While usually consumed as candy and in specialty dishes, maltose even proves beneficial in the medical field. The well-known traditional Chinese medical science classical work, “Herbal Foundation Compendium,” mentioned, “Maltose is sweet, gentle, and replenishes energy. Along with this, it provides nourishment for the body, is good for the stomach, combats weakness, and nourishes the lungs. Hence, it is conducive to relieving chronic bronchial symptoms including coughs due to lung deficiency, dry cough without phlegm, and shortness of breath while walking,”

From Chinese traditional medicine’s point of view, maltose can be used in natural medications, such as loquat paste. It can also be used as a nutritional supplement. Zhu Bo Yuan often combines cicada shells, loquat leaves, mulberry leaves, and golden dates with maltose, which can protect people’s throats effectively.

However, viewing maltose from western nutritional science’s stance, many nutritionists would regard maltose as just a carbohydrate. Cheng-Yu Su, a nutritionist, noted that nutritional science doesn’t mention much about the nourishing value of maltose and that it has rather been used primarily as a booster to regain strength. But Su still considered that Chinese medical science is worth believing to a certain extent. He commented, “When I was a child, my mom always gave me some maltose when my asthma was acting up or when I was feeling unwell, and it really helped!” Despite this, he also emphasized that when it comes to serious ailments such as cancer, consuming maltose definitely will not aid in recovering from such an illness without additional medical help.

Wheat germ and steamed rice are main ingredients of maltose.
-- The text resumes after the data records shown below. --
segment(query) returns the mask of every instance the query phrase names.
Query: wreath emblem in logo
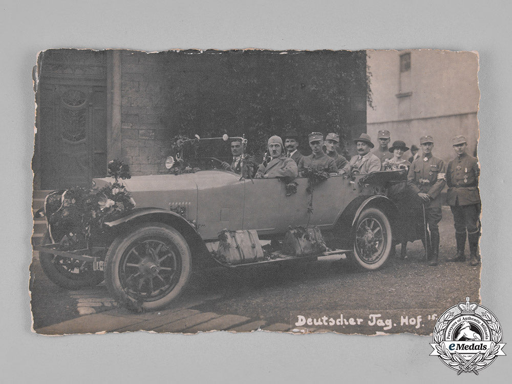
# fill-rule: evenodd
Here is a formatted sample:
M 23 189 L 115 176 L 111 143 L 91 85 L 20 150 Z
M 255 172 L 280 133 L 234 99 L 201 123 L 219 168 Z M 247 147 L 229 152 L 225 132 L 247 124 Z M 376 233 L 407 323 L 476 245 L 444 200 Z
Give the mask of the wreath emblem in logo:
M 490 311 L 476 303 L 459 303 L 439 317 L 434 329 L 434 351 L 457 374 L 478 371 L 489 366 L 502 350 L 503 333 L 498 319 Z

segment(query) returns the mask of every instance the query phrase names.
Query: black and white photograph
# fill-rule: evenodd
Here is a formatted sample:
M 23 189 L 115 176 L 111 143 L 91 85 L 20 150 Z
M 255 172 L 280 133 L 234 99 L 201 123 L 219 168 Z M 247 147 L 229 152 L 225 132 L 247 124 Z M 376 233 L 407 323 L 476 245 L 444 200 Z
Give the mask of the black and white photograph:
M 477 52 L 34 65 L 35 333 L 429 335 L 479 303 Z
M 511 10 L 4 2 L 3 381 L 503 381 Z

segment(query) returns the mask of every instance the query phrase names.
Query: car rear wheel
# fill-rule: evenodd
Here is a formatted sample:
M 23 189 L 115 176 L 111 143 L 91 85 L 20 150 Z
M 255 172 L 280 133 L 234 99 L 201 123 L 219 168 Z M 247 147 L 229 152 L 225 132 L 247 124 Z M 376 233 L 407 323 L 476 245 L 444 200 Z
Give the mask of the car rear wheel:
M 48 231 L 41 244 L 51 243 Z M 79 289 L 97 285 L 103 279 L 103 272 L 93 270 L 92 263 L 40 252 L 39 261 L 45 274 L 59 287 L 67 289 Z
M 348 255 L 359 268 L 373 270 L 389 259 L 392 246 L 391 225 L 386 214 L 376 208 L 367 208 L 354 228 L 354 251 Z
M 191 255 L 176 229 L 147 223 L 114 241 L 105 268 L 106 286 L 118 302 L 137 311 L 155 310 L 183 291 L 190 278 Z

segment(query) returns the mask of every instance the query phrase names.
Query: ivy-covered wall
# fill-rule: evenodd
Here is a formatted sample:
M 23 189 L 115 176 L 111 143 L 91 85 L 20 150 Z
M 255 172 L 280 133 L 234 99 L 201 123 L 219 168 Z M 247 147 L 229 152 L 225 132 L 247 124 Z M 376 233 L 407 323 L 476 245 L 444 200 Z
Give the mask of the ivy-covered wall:
M 164 172 L 178 134 L 245 135 L 260 156 L 270 136 L 290 129 L 305 154 L 310 132 L 337 132 L 350 146 L 366 132 L 366 51 L 123 51 L 121 59 L 122 154 L 134 175 Z

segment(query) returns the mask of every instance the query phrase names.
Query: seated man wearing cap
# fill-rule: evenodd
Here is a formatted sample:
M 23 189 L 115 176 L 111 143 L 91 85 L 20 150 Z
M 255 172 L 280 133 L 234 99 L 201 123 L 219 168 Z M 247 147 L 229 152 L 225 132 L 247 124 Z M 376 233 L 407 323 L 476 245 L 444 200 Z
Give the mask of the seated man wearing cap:
M 374 147 L 370 136 L 361 133 L 357 139 L 354 139 L 357 147 L 357 155 L 352 156 L 348 164 L 338 173 L 340 175 L 350 174 L 354 170 L 366 174 L 380 170 L 380 160 L 370 152 Z
M 324 135 L 319 132 L 313 132 L 308 135 L 309 146 L 313 153 L 303 156 L 298 162 L 298 172 L 301 175 L 306 168 L 321 170 L 328 173 L 336 173 L 338 167 L 336 162 L 324 153 Z
M 347 165 L 347 159 L 338 153 L 339 147 L 339 135 L 337 133 L 328 133 L 325 137 L 325 152 L 329 157 L 336 162 L 336 166 L 340 169 Z
M 293 160 L 295 163 L 298 164 L 299 161 L 302 158 L 302 154 L 298 152 L 298 135 L 293 131 L 289 131 L 285 134 L 283 137 L 285 139 L 285 147 L 286 148 L 286 157 L 289 157 Z
M 272 136 L 268 139 L 267 145 L 270 161 L 267 164 L 260 164 L 254 177 L 257 179 L 287 177 L 291 180 L 297 177 L 297 164 L 283 154 L 284 147 L 281 138 L 278 136 Z
M 243 175 L 244 177 L 252 177 L 256 172 L 256 165 L 254 163 L 255 159 L 252 157 L 246 157 L 244 154 L 244 143 L 242 140 L 239 137 L 234 138 L 231 139 L 231 153 L 233 155 L 233 161 L 231 164 L 226 161 L 223 161 L 222 163 L 222 168 L 230 172 L 233 172 L 239 175 L 242 175 L 243 173 L 244 164 L 246 165 L 245 172 L 248 175 Z
M 446 202 L 453 214 L 455 227 L 457 254 L 449 261 L 465 261 L 464 248 L 466 244 L 466 229 L 470 243 L 470 263 L 478 265 L 478 239 L 480 238 L 480 199 L 478 191 L 480 167 L 478 160 L 466 153 L 467 143 L 464 136 L 456 136 L 452 140 L 457 156 L 448 163 L 446 167 Z
M 393 157 L 393 154 L 388 148 L 388 145 L 391 141 L 391 136 L 387 130 L 381 130 L 377 134 L 377 138 L 379 140 L 379 147 L 372 152 L 379 158 L 381 163 L 383 163 L 388 159 Z

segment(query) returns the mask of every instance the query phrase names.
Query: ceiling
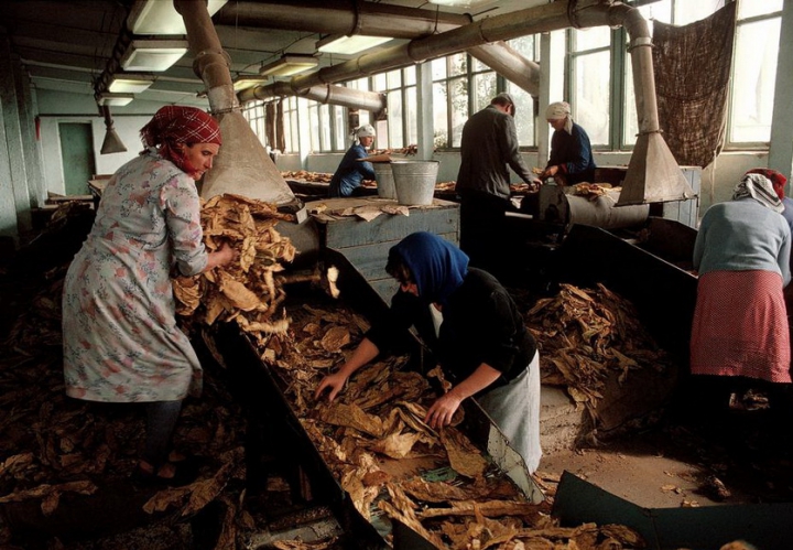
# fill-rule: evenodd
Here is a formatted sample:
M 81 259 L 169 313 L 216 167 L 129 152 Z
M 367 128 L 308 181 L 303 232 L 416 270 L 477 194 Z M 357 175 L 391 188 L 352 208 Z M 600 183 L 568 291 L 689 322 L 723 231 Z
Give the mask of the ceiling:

Photo/Chih-Jung Hsu

Speaking of carbohydrates, maltose can be classified as a healthy one. Nutritionist Su indicated that carbohydrates can be sorted into three categories: “monosaccharides,” “disaccharides,” and “polysaccharides.” Monosaccharides are the sweetest and the easiest to cause hyperglycemia of the three and is the one that could most likely cause hypertension and/or high blood sugar if consumed in an excessive amount.

Maltose is considerably healthier, as it is categorized as a disaccharide. It is less sweet than monosaccharides, has a low GI (Glycemic Index) value, and the ingredients are simple and natural. Despite this, maltose is still candy; even though it is significantly healthier than other sweets, it is still advised not to eat too much. But, there is no harm in experiencing the sweet nostalgia of maltose every now and then by putting a layer of maltose between two crackers just like people in the past generations have done.

Nostalgia is a powerful feeling that tends to skew how we look at the past and can be evoked by remembering flavors that are connected to our fondest memories. Maltose, a childhood treat and dash of sweetness in various cuisines, connects many people in Taiwan to their glory days. This comforting flavor is savored by many regardless of how much time has passed.